Of course, while your average American might be cutting back on eating out, magazine subscriptions or premium cable channels, the new frugality is a little different for the wealthy.

Some of them are bidding a tearful adieu to stewardesses on their private jets, fancy champagne on the aft deck, or even putting that fourth beach house or mountain lodge on the block.

“Fewer airplanes, absolutely. Fewer private airplanes,” PricewaterhouseCoopers national partner in charge of wealth transfer solutions Richard Kohan told the Reuters Global Wealth Management Summit in Boston. “Yachts too,” he added.

Clients are selling private jets, US$60 million ($83 million) yachts, and third, fourth and fifth homes, another manager said.

“It’s not so much you need to sell it in order to get rid of debt, because there’s no debt on the home, or you need to sell it because you’re going to have a crisis in your own finances,” said Keith Whitaker, managing director of Wells Fargo & Co’s Family Wealth division.

“There’s a sense of relief just shutting down a home because you’re not spending an extra US$500,000. And then when it sells, it’s ‘Oh, well, I’ve materialised US$40 million that was tied up in something I didn’t really need.”

Staycations

Clients are also examining total household spending, dropping expenses from US$700,000 to US$600,000 a year, he said.

But such changes may not be strictly necessary.

Most of the ultra-wealthy – normally defined as people who have at least US$30 million in investable assets – do not really need to change their lifestyles. But even they feel pressure from dwindling investment portfolios as well as a society that looks less kindly on conspicuous consumption.
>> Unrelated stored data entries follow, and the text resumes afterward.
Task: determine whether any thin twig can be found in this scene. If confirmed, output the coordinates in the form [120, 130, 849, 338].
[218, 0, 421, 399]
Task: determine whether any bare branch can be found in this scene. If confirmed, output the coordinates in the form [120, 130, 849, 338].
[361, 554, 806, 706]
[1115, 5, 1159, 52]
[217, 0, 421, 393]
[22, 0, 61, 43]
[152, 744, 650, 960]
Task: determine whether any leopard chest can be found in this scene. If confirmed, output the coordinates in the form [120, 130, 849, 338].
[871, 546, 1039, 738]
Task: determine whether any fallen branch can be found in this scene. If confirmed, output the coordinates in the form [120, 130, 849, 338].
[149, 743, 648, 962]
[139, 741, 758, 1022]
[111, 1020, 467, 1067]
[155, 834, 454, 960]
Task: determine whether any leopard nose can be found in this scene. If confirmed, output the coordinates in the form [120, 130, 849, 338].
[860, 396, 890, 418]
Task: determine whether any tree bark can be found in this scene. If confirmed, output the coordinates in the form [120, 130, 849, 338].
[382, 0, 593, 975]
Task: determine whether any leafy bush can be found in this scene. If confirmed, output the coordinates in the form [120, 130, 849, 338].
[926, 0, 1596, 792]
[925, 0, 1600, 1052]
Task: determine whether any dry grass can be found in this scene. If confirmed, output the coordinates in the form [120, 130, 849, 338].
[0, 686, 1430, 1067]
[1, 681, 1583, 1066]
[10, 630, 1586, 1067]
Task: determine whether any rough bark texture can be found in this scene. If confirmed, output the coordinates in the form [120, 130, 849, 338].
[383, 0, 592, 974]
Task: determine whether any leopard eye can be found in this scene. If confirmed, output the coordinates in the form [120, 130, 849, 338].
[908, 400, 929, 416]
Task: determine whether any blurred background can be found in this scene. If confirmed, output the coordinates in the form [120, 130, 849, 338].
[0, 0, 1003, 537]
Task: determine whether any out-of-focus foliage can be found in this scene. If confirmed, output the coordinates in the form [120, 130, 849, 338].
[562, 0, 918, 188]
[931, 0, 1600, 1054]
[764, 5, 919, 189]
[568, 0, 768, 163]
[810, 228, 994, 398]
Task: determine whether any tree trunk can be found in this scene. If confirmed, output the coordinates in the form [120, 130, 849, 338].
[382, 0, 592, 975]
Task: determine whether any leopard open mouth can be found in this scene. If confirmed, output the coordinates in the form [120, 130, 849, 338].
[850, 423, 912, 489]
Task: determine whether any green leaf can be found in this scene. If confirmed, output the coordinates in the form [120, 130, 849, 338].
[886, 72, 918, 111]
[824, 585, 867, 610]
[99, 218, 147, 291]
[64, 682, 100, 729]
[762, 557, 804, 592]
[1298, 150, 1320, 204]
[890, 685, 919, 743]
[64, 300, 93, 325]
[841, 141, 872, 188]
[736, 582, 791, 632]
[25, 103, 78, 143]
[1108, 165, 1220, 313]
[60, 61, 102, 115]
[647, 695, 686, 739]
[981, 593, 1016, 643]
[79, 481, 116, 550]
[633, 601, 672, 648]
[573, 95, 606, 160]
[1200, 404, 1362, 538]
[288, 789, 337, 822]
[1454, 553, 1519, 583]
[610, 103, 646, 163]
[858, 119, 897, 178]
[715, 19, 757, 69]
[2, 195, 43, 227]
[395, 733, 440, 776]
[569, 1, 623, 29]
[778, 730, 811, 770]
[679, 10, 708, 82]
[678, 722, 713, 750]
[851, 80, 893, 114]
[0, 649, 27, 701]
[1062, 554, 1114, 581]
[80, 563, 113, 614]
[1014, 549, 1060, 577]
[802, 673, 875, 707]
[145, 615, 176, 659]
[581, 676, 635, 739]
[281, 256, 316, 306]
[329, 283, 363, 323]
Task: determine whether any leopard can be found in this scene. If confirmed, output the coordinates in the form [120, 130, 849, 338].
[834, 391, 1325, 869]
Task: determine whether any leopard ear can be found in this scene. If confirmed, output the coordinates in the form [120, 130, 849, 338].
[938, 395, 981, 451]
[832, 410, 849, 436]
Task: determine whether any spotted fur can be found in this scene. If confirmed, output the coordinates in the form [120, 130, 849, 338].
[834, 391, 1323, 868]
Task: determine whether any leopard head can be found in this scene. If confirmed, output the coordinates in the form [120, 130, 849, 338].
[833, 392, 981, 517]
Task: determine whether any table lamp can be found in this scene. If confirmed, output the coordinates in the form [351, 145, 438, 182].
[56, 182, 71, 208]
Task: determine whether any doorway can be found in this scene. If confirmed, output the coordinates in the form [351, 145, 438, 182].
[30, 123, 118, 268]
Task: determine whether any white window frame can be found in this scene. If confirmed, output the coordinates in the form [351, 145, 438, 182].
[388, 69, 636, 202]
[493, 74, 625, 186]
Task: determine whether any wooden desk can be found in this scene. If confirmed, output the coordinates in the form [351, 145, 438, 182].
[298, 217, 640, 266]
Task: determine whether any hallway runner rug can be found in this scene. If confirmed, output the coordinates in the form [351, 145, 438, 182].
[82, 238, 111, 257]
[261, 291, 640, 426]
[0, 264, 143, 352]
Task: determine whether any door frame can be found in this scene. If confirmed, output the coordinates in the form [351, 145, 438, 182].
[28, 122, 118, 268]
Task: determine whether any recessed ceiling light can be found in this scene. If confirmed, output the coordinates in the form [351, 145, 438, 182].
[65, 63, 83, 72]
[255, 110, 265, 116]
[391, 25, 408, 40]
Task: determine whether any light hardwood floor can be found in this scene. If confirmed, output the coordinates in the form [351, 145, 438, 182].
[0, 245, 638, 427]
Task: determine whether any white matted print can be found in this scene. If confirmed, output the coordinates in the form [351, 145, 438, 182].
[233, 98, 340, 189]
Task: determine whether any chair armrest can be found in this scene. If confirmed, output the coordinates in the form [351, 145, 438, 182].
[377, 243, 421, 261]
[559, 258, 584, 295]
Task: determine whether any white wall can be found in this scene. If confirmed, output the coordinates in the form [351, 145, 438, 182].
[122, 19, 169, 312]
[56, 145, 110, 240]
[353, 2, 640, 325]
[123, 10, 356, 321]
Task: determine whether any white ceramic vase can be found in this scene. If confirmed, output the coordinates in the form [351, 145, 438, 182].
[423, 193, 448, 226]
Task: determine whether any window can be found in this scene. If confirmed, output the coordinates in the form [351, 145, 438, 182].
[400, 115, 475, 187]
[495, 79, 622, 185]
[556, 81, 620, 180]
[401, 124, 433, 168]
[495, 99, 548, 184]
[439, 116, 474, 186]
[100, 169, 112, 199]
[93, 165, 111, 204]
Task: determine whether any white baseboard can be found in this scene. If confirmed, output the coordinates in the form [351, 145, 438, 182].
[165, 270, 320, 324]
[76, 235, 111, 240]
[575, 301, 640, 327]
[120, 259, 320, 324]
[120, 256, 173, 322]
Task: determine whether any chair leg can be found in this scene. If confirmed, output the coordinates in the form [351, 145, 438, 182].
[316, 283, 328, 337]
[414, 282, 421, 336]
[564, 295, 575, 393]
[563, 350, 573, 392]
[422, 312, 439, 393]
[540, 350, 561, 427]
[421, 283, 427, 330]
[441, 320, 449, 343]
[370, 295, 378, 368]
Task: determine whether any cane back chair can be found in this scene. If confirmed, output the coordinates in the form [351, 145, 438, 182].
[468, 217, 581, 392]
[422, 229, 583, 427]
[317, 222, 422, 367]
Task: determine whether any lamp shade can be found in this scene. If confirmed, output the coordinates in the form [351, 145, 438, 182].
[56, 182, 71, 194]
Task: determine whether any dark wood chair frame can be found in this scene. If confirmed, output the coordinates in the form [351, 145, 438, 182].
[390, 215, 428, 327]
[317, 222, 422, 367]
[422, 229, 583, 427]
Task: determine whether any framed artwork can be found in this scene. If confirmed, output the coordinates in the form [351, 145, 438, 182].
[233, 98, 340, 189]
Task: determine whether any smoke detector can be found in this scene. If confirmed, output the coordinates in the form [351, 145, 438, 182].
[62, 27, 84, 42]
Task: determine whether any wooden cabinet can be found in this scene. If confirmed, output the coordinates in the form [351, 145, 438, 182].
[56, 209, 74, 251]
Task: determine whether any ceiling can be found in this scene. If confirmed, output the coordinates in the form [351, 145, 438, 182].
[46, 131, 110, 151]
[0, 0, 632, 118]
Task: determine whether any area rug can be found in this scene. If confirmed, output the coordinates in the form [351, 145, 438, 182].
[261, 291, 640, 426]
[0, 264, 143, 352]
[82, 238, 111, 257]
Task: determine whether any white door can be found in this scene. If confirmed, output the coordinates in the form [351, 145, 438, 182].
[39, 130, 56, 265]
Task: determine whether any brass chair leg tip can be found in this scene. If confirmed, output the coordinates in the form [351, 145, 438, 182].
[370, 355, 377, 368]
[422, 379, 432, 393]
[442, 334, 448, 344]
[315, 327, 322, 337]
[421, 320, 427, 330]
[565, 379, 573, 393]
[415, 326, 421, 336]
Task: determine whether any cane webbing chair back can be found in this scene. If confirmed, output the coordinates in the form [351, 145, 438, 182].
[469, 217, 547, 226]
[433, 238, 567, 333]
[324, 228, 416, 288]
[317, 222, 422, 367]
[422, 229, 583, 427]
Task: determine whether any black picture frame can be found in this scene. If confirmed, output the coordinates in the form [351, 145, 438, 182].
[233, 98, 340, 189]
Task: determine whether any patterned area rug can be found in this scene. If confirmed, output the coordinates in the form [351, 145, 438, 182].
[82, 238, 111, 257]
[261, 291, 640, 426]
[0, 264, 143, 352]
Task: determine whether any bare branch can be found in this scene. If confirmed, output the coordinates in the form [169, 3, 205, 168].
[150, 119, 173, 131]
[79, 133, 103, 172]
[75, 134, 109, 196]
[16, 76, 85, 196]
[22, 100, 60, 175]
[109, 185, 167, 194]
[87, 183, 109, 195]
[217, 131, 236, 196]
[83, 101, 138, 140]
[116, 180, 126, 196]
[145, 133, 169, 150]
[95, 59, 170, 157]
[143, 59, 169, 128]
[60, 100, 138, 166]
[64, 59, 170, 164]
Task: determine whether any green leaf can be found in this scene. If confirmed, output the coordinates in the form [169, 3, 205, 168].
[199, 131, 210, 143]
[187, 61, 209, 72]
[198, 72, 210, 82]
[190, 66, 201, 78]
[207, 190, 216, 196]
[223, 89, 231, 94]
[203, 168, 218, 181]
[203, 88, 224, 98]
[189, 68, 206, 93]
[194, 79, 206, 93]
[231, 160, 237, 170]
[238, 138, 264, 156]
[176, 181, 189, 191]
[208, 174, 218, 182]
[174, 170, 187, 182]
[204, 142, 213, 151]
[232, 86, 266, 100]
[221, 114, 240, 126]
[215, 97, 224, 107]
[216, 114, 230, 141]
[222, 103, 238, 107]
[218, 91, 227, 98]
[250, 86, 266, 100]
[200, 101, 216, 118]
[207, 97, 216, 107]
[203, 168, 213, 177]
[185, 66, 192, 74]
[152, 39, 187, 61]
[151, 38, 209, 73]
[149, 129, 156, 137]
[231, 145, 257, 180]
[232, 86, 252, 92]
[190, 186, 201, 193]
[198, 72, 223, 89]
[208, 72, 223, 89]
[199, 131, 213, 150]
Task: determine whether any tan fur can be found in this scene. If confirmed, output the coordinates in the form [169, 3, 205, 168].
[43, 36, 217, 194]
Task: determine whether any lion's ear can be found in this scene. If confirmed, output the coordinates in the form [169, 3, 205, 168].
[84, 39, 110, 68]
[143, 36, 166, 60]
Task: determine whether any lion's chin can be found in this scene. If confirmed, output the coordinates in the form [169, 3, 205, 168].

“It’s certainly the higher percentage of the remaining resources and a higher percentage of the ongoing income...But also there’s this aspect of ‘should we?’ It can seem uncomfortable,” said Thomas Rogerson, managing director of BNY Mellon’s Family Wealth Services.

Cuts have also included swapping luxury vacations to Asia for staycations and skipping a new car entirely – or eyeing an Acura rather than a Rolls-Royce or Mercedes, managers said.
 
“You can afford anything, you just can’t afford everything,” said Robert Elliott, senior managing director at Bessemer Trust.

“You should rationally be thinking about cutting down a bit. Fewer fresh flowers is probably a reasonable example. Maybe you buy a plant. That might last longer. And water it,” he advised.

Portfolios of the ultra-rich have been hard hit, taking an average loss of 24 percent at the end of 2008, compared with a 19.5 percent loss by those with more than US$1 million to invest, according to the World Wealth Report by Capgemini and Merrill Lynch.

That has made everyone, even society’s traditional high rollers, a lot more cautious, said Silvercrest Asset Management Group Chief Executive G. Moffett Cochran.

“However you accumulated that amount of liquidity, there is at least a question mark after a year like ‘08 as to whether you could do it again, whether you could build it back,” he said.